A standard code like this fails:
import java.net.*;
import java.io.*;
public class URLReader {
public static void main(String[] args) throws Exception {
URL link = new URL("http://www.anidb.net/");
BufferedReader in = new BufferedReader(
new InputStreamReader(link.openStream()));
String inputLine;
while ((inputLine = in.readLine()) != null)
System.out.println(inputLine);
in.close();
}
}
Here is the result I got:
Šwq>²"¦§5´_ï__ÇUº=ôÙö?kŠ}~“bd`?l“Ïçz¢Çêõ>_"?j׉R“y}K¸\Ìc_DLÙªÏ_
–óMm_¼_0”•ö°ËC_aí½sî¤ìÁS ‚>dC0ìs_–y¹ñ±ÏÝÜAø%È_äÖá__æ©A@,4x„ж_ëɃ?
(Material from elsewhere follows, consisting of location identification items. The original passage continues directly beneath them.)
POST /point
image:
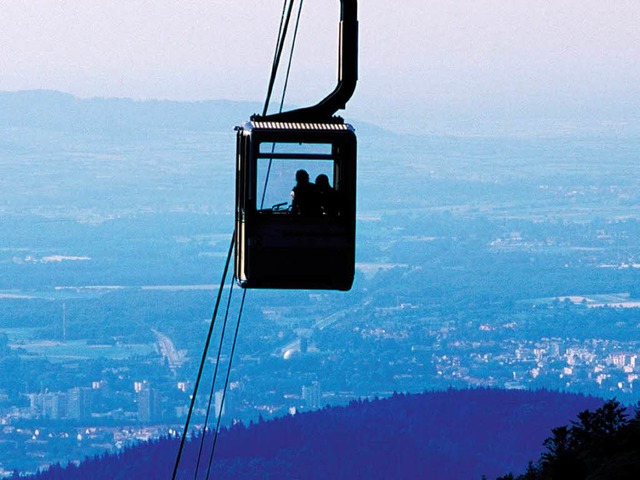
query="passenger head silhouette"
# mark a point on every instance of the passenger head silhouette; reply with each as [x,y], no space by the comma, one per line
[322,181]
[302,176]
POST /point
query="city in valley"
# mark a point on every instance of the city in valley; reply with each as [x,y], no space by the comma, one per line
[506,262]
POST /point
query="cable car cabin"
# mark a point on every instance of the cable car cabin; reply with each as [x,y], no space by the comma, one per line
[293,234]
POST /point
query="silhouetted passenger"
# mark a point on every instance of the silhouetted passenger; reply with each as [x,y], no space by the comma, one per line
[328,196]
[305,199]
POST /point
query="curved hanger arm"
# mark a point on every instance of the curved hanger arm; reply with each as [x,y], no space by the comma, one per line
[347,74]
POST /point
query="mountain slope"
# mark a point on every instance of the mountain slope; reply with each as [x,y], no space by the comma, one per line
[441,435]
I have tried everything: cookies, header files but nothing seems to work. If you have some hint for me, I will appreciate it.
Writing a http client, you have to take gzip encoding into account as well as chunked transfer. Its better to use a library to download a webpage.
Try something like this:
http://code.google.com/p/google-http-java-client/